El gobernador de la Región Metropolitana, Claudio Orrego, anunció este lunes en la comuna de Estación Central la inyección de $250 millones para la compra de Dispositivos Electrónicos de Inmovilización Temporal (DEIT), conocidos comúnmente como pistolas Taser. La medida busca dotar a Carabineros de una herramienta disuasiva intermedia para el control de situaciones de alta peligrosidad.
El plan piloto, que tendrá una duración inicial de 10 meses, permitirá la adquisición de aproximadamente 60 dispositivos. Al finalizar este periodo, las autoridades realizarán una evaluación técnica para determinar la continuidad de la inversión y su posible expansión.
La implementación de estos equipos ha enfrentado diversos obstáculos administrativos desde mediados del año pasado. Con la reciente aprobación de los protocolos de uso, el gobernador Orrego busca despejar el camino para que la policía uniformada sume esta tecnología a su arsenal operativo.
“Como gobierno de Santiago venimos hace unos cinco años pidiendo públicamente que se dote a nuestras policías de estos dispositivos”, afirmó Orrego. El gobernador enfatizó que la herramienta permitirá reducir agresiones contra el personal policial sin necesidad de recurrir al uso de armas de fuego, evitando así desenlaces fatales.
Aplicación en el control del comercio ambulante
Si bien el protocolo original de Carabineros no restringía el uso a un tipo específico de procedimiento, existían dudas sobre su despliegue real en las calles. Al respecto, el gobernador aclaró que estas armas serán fundamentales en el control del orden público, especialmente ante el aumento de la violencia en el comercio ambulante.
“Los mayores casos de agresiones que hemos tenido en Carabineros en el último tiempo son precisamente en situaciones de despeje del comercio ambulante”, sostuvo la autoridad regional. Según el plan, el uso de las Taser se autorizará ante una "Agresión Activa", definida como aquellas situaciones donde el sujeto intenta golpear al funcionario o resistirse violentamente al control.
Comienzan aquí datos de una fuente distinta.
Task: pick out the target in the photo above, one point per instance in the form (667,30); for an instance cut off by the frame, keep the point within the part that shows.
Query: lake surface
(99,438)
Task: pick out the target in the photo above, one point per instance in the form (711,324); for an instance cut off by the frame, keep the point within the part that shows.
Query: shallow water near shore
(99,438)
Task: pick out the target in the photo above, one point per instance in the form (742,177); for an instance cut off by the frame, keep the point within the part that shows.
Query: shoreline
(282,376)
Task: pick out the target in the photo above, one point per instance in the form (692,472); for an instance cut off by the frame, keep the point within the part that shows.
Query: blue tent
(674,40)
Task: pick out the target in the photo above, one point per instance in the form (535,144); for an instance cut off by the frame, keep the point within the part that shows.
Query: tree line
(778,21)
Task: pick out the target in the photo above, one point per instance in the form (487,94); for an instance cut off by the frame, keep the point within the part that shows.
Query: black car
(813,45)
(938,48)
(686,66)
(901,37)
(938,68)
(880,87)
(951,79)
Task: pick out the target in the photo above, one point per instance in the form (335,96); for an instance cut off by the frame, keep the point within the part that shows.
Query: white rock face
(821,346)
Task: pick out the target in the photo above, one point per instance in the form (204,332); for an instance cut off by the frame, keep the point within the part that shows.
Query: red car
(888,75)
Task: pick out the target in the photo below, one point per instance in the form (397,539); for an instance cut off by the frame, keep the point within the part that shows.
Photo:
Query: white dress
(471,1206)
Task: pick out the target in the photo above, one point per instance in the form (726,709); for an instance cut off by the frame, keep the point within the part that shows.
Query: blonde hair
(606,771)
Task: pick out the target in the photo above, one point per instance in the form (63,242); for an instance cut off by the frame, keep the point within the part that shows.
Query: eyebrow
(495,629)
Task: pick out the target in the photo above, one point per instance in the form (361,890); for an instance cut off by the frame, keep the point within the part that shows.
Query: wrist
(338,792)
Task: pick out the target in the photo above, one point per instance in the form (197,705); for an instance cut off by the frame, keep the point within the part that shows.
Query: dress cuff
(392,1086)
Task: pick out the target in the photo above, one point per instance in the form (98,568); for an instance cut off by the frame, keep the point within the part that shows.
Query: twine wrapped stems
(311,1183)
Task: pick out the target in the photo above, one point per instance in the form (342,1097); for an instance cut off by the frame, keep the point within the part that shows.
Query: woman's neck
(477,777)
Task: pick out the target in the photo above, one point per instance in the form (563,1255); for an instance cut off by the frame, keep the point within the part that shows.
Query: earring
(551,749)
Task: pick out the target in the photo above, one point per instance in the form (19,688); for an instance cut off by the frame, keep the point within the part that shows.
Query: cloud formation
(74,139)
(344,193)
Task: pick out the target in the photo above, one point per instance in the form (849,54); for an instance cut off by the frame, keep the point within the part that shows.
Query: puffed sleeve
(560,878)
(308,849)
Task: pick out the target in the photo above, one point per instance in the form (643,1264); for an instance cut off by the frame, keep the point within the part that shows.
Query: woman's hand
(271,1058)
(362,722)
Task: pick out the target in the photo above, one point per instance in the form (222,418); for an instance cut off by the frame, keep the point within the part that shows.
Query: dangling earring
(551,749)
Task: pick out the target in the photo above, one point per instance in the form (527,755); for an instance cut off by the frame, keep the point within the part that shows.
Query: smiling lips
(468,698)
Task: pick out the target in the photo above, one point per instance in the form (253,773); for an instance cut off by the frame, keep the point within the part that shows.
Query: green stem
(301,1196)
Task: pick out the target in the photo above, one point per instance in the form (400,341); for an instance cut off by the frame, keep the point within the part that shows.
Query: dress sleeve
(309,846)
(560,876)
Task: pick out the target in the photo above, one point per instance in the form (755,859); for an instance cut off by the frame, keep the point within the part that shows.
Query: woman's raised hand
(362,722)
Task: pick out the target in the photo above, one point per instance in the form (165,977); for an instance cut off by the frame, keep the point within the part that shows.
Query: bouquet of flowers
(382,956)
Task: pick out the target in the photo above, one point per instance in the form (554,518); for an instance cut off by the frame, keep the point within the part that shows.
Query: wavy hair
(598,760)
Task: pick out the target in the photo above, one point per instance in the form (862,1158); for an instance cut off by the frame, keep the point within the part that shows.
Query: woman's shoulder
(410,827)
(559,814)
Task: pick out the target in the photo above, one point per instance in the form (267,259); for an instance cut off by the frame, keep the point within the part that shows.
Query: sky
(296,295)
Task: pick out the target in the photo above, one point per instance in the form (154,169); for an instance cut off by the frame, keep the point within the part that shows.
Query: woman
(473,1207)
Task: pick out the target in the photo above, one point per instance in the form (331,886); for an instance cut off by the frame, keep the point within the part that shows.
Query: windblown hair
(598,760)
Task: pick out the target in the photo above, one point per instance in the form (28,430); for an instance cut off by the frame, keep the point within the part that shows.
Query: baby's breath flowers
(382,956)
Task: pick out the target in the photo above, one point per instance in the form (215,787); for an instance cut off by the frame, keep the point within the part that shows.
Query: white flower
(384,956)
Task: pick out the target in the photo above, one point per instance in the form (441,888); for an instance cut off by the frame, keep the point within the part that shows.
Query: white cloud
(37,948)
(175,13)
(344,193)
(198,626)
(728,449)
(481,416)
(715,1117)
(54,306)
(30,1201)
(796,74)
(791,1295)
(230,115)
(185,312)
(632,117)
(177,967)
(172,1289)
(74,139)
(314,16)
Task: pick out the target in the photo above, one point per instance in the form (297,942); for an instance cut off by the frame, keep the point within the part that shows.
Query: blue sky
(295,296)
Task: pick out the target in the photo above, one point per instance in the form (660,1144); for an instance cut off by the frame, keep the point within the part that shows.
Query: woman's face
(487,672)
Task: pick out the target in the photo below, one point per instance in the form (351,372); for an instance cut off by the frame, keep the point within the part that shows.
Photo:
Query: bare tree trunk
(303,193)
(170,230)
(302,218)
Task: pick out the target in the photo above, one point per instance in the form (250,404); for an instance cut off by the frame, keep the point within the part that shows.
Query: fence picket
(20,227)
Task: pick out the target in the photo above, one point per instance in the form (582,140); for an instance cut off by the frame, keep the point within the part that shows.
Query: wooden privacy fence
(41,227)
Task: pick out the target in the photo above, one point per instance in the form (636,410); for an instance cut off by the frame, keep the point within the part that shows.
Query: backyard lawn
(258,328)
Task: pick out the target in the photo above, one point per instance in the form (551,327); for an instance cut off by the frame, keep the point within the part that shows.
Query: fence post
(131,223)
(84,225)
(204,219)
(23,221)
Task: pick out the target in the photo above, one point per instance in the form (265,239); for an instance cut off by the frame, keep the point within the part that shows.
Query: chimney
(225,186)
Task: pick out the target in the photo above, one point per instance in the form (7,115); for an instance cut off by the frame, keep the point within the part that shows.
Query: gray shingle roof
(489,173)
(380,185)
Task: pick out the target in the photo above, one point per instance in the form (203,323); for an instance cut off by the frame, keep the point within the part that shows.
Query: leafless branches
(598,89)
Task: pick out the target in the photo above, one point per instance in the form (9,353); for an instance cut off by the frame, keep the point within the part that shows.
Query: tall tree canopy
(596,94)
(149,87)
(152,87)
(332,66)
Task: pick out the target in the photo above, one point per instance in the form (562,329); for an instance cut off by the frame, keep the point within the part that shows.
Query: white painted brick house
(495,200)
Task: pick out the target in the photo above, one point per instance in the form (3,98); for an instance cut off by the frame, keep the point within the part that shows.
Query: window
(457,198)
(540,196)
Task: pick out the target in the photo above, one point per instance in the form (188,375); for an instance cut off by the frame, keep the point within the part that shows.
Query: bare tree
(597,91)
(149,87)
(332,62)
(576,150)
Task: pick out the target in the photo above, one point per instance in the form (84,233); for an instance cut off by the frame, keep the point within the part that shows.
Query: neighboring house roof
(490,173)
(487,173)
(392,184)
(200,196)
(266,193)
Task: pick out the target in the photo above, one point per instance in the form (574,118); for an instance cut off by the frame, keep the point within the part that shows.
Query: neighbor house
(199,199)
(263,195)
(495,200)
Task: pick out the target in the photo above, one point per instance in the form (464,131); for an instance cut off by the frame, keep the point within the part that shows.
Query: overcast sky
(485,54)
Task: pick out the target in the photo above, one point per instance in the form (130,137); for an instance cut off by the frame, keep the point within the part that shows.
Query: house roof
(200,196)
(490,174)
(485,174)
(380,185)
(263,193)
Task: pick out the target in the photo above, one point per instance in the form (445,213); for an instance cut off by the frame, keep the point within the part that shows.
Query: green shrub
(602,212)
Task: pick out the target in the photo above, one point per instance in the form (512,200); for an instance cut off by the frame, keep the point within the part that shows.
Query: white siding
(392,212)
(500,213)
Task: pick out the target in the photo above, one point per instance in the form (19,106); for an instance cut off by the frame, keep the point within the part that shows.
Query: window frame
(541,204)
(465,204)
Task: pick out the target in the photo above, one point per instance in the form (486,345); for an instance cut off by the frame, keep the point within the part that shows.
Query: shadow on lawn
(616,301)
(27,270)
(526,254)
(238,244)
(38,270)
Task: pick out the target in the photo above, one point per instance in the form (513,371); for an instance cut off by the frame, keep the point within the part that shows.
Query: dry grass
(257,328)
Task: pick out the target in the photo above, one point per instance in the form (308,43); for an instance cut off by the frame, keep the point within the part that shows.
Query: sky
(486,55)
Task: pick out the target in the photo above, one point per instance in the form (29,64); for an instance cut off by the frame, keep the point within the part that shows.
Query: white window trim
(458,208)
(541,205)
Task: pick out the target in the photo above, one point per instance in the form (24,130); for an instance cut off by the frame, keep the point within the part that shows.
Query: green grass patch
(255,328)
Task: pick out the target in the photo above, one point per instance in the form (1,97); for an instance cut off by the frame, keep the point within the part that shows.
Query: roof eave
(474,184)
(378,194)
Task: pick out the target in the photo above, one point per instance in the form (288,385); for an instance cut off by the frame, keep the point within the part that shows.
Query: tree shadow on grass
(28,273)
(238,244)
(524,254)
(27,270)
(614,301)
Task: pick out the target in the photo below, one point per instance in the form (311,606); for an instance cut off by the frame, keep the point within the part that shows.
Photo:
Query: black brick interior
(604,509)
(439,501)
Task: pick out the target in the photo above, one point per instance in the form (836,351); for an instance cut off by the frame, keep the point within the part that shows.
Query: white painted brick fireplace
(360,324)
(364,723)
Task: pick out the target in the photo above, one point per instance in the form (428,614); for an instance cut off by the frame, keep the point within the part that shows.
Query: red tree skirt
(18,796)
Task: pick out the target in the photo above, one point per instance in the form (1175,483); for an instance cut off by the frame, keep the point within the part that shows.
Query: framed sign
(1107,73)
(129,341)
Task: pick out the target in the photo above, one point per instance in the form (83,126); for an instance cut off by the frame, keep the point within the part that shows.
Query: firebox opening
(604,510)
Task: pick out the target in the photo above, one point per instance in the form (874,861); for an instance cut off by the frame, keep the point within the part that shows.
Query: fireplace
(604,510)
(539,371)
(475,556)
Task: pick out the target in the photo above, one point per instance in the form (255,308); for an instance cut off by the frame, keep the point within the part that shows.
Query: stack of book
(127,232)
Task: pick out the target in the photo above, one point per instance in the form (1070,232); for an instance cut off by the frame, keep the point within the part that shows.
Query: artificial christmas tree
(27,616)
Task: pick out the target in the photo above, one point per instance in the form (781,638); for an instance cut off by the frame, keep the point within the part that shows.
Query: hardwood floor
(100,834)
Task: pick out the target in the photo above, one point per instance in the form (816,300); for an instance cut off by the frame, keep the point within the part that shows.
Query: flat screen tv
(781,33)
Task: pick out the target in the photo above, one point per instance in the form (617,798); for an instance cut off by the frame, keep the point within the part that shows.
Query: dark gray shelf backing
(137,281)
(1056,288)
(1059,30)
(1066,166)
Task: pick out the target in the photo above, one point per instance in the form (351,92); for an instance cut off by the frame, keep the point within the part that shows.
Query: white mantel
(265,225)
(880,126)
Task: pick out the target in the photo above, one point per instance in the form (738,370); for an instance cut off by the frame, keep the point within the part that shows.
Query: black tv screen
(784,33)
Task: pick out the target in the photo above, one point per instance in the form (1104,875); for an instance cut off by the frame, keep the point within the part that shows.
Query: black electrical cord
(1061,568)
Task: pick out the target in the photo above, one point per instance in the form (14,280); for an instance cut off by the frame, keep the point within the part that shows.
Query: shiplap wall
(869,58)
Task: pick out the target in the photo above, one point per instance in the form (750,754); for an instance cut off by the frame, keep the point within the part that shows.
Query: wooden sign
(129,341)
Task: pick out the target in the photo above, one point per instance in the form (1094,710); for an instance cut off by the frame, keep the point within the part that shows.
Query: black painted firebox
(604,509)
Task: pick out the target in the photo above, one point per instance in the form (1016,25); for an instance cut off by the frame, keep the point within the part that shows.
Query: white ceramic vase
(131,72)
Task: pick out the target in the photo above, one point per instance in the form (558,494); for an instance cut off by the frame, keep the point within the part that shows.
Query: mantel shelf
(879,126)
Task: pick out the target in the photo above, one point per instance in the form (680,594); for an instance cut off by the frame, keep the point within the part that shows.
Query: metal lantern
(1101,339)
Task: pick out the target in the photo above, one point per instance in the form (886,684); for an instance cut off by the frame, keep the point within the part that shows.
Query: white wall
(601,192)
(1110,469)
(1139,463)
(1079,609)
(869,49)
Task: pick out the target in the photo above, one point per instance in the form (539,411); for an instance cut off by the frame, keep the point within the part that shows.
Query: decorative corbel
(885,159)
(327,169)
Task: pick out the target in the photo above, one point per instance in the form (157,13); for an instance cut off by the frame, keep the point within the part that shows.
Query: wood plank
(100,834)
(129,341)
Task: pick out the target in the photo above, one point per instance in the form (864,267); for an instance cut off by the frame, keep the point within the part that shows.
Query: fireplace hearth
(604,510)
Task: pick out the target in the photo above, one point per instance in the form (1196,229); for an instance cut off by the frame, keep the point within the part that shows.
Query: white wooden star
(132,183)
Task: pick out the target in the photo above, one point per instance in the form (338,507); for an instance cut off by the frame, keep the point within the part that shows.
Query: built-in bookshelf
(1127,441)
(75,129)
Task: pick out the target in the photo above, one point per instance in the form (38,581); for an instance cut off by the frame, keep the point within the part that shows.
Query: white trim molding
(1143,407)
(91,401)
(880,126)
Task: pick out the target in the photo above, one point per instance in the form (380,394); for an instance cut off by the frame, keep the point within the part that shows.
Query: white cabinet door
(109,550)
El protocolo de Carabineros establece restricciones estrictas para el uso de estos dispositivos. Se prohíbe explícitamente apuntar a zonas vitales, como ojos o genitales, y se limita la descarga eléctrica a un máximo de cinco segundos. Además, no se permite el contacto directo con la piel ni múltiples activaciones contra una misma persona.
Desde el Gobierno Regional destacaron que la inversión en seguridad durante la actual gestión supera los $194 mil millones. De ese total, más de $15 mil millones han sido destinados directamente a fortalecer la capacidad operativa de Carabineros, incluyendo la compra de vehículos, un helicóptero y equipos especializados.
Orrego defendió la eficacia de esta tecnología citando la experiencia internacional. Según el gobernador, el uso de Taser ha logrado disminuir entre un 40% y un 50% las agresiones físicas contra policías, además de reducir significativamente las quejas por uso excesivo de la fuerza, al actuar como un elemento disuasivo visual ante posibles agresores.